There will be a panel discussion on “the Seventh-day Adventist Theological Seminary’s Statement on Ordination” chaired by Edwin Reynolds from Southern Adventist University who was recently named as one of the members of the North American Division (NAD) study committee on the theology of ordination. The other panelists will include Denis Fortin, the dean of the seminary; Nick Miller and Teresa Reeve from Andrews University; Kendra Haloviak Valentine from La Sierra University, who is also a member of the NAD committee; and Zdravko Plantak, chairman of the religion department at Washington Adventist University. This discussion may provide a preview of the internal debates in the NAD committee.
Other presentations on the ordination theme will include “Your Daughters Shall Prophesy” by Bev Beem from Walla Walla University and Ginger Harwood from La Sierra University; “The Anglican Journey to Equality in Ministry” by Gilbert Valentine, the noted historian of the Adventist movement from La Sierra University; “Women’s Ordination as a Threat to Church Unity” by Mark Carr from Loma Linda University; “Images of Power, the Image of God and a Kingdom of Priests” by Jean Sheldon from Pacific Union College; “An Exegesis of Genesis 3:16 in the Light of Genesis 4:7 and 3:15” by Jacques Doukhan from Andrews University; and a paper presenting a Biblical conciliation for the Adventist debate on ordination by Bruce Boyd from Canadian University College.
ATS is generally known as the more conservative of the two Adventist scholarly groups requiring of its members a statement of faith similar to that of the Evangelical Theological Society (ETS). Of the two presidential addresses on Friday evening, November 16, the presentation by ATS president Stephen Bauer from Southern Adventist University is the only one during the meeting to depart from the ordination theme. He will speak on “Creation and Kenosis.” The ASRS president, John Reeve from Andrews University, will address “Ordination and Priesthood.”

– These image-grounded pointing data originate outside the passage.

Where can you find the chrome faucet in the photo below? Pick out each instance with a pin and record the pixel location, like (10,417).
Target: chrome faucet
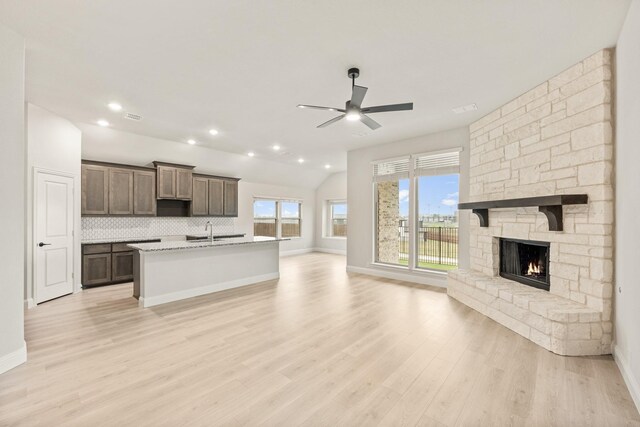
(209,226)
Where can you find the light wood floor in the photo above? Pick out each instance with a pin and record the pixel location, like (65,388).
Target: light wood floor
(318,347)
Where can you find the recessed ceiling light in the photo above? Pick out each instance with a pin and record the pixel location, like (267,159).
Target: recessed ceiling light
(465,108)
(114,106)
(352,116)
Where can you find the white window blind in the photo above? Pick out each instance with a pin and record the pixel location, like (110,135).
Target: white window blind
(391,170)
(441,163)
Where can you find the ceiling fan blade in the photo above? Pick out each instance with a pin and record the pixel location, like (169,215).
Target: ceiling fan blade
(373,125)
(327,123)
(317,107)
(357,95)
(385,108)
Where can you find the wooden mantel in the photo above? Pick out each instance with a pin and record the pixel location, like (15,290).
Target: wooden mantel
(551,206)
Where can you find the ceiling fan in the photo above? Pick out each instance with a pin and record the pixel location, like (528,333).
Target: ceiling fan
(354,111)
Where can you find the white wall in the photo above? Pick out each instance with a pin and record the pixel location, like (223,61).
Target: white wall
(13,349)
(53,144)
(627,239)
(333,188)
(259,178)
(360,232)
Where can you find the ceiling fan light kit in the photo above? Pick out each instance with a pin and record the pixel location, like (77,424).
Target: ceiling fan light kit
(353,110)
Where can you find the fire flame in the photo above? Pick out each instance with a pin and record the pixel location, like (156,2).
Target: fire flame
(533,269)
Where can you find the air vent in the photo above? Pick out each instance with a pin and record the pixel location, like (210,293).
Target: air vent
(132,116)
(465,108)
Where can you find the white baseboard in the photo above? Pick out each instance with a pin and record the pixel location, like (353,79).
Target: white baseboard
(627,375)
(203,290)
(296,252)
(426,278)
(13,359)
(330,251)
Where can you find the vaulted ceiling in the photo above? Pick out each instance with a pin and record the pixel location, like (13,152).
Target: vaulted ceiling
(241,66)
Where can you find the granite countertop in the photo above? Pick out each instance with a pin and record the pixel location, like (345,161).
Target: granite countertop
(118,240)
(192,244)
(146,239)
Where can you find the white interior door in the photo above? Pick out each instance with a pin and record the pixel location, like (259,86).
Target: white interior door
(53,236)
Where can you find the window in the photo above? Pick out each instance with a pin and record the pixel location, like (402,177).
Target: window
(290,214)
(417,196)
(277,218)
(337,215)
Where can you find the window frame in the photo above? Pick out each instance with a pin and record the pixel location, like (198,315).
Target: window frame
(413,214)
(278,218)
(328,222)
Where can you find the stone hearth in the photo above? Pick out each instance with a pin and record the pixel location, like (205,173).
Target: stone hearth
(555,139)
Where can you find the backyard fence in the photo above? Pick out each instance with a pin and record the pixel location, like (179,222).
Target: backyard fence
(436,245)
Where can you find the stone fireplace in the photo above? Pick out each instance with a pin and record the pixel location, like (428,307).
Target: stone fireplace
(556,139)
(525,261)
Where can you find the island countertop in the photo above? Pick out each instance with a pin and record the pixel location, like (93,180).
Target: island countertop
(192,244)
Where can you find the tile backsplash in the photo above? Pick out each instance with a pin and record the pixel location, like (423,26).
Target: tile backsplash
(96,228)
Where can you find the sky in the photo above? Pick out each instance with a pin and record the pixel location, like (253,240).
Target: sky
(436,195)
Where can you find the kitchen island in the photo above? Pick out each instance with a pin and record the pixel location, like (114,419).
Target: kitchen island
(171,271)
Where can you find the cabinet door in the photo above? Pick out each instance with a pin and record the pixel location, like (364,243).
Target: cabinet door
(95,190)
(144,193)
(120,191)
(200,201)
(231,198)
(166,182)
(96,269)
(121,266)
(184,186)
(216,197)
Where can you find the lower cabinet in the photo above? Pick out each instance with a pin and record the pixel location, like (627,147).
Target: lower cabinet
(96,269)
(122,266)
(107,263)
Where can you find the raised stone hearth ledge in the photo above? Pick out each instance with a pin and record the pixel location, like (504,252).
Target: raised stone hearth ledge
(553,322)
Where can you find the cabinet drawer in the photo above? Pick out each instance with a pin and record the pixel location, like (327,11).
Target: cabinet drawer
(120,247)
(96,249)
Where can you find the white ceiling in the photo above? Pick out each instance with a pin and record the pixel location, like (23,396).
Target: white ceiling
(241,66)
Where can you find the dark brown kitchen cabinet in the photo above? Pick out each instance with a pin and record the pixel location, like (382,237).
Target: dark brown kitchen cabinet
(166,182)
(96,269)
(122,266)
(230,198)
(216,197)
(120,191)
(200,201)
(95,190)
(184,184)
(144,193)
(174,181)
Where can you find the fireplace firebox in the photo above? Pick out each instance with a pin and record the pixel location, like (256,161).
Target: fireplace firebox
(525,261)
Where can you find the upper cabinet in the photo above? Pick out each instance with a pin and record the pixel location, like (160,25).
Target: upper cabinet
(95,190)
(166,190)
(231,198)
(118,190)
(214,196)
(144,192)
(174,181)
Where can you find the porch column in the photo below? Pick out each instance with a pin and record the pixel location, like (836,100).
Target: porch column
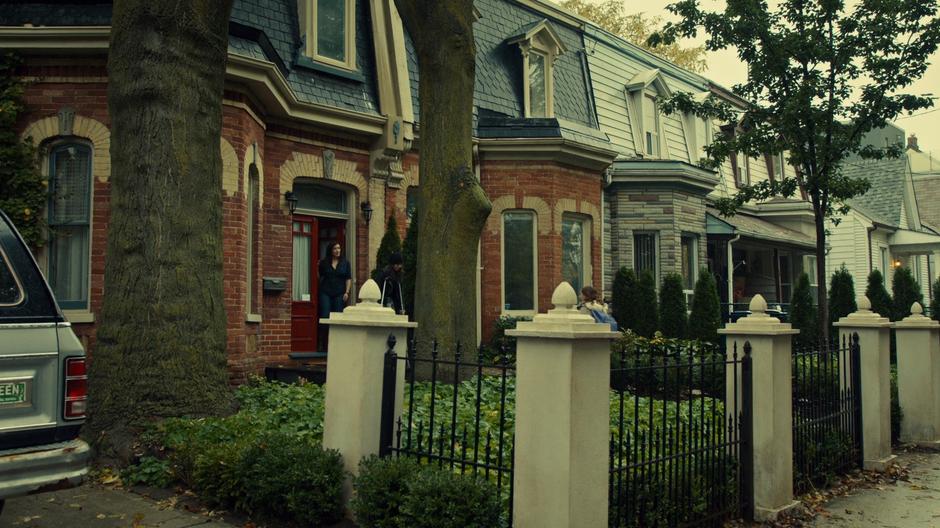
(919,378)
(874,339)
(562,418)
(771,405)
(354,373)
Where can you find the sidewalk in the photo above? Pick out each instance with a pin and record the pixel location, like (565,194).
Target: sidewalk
(913,503)
(94,506)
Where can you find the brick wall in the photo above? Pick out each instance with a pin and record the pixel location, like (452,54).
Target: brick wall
(550,190)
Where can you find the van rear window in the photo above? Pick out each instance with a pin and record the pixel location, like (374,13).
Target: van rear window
(11,292)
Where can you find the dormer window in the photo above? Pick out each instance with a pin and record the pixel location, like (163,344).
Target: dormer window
(645,120)
(540,46)
(330,31)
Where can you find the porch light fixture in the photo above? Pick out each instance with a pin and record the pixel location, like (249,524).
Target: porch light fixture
(291,201)
(366,208)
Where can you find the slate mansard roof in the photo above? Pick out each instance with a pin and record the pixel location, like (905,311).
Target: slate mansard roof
(268,30)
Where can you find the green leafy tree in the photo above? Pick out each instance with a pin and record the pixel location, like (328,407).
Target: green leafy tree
(22,189)
(647,322)
(803,313)
(673,318)
(391,243)
(409,253)
(841,295)
(906,292)
(612,15)
(876,292)
(706,309)
(625,298)
(935,303)
(820,75)
(452,207)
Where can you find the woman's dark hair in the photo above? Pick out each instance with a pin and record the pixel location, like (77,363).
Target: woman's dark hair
(589,293)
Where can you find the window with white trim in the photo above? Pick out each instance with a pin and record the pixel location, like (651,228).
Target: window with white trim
(69,210)
(519,261)
(650,126)
(645,253)
(330,31)
(575,251)
(689,256)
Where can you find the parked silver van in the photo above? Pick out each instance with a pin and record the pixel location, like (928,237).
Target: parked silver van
(43,381)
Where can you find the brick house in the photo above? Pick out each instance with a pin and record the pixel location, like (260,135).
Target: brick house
(320,111)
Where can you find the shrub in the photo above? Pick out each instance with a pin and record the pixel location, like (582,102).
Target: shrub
(502,347)
(23,192)
(293,479)
(878,295)
(381,488)
(706,309)
(906,292)
(648,314)
(397,493)
(935,303)
(391,243)
(803,313)
(409,253)
(624,301)
(672,309)
(841,297)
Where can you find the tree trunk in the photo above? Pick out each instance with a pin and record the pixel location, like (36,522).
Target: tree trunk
(162,333)
(822,300)
(452,207)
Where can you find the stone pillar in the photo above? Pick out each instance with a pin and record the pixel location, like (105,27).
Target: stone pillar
(919,378)
(874,339)
(771,405)
(562,418)
(354,373)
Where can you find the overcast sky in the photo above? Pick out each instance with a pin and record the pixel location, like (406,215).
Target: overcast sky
(726,69)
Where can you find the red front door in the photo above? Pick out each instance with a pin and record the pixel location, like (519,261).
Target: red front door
(304,291)
(312,238)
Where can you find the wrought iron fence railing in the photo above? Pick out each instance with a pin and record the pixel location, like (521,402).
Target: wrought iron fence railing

Sabbath morning the scholars will worship with the North Shore Church in Chicago. The meeting also includes ten sectional meetings and smaller groups with specialized concerns.
Adventist Today has not been able to get any information on when and if these papers will be published for a wider audience. There have been one or two joint publishing projects in the past in which a book resulted from one of these annual meetings and ATS often publishes papers presented by its members in its journal.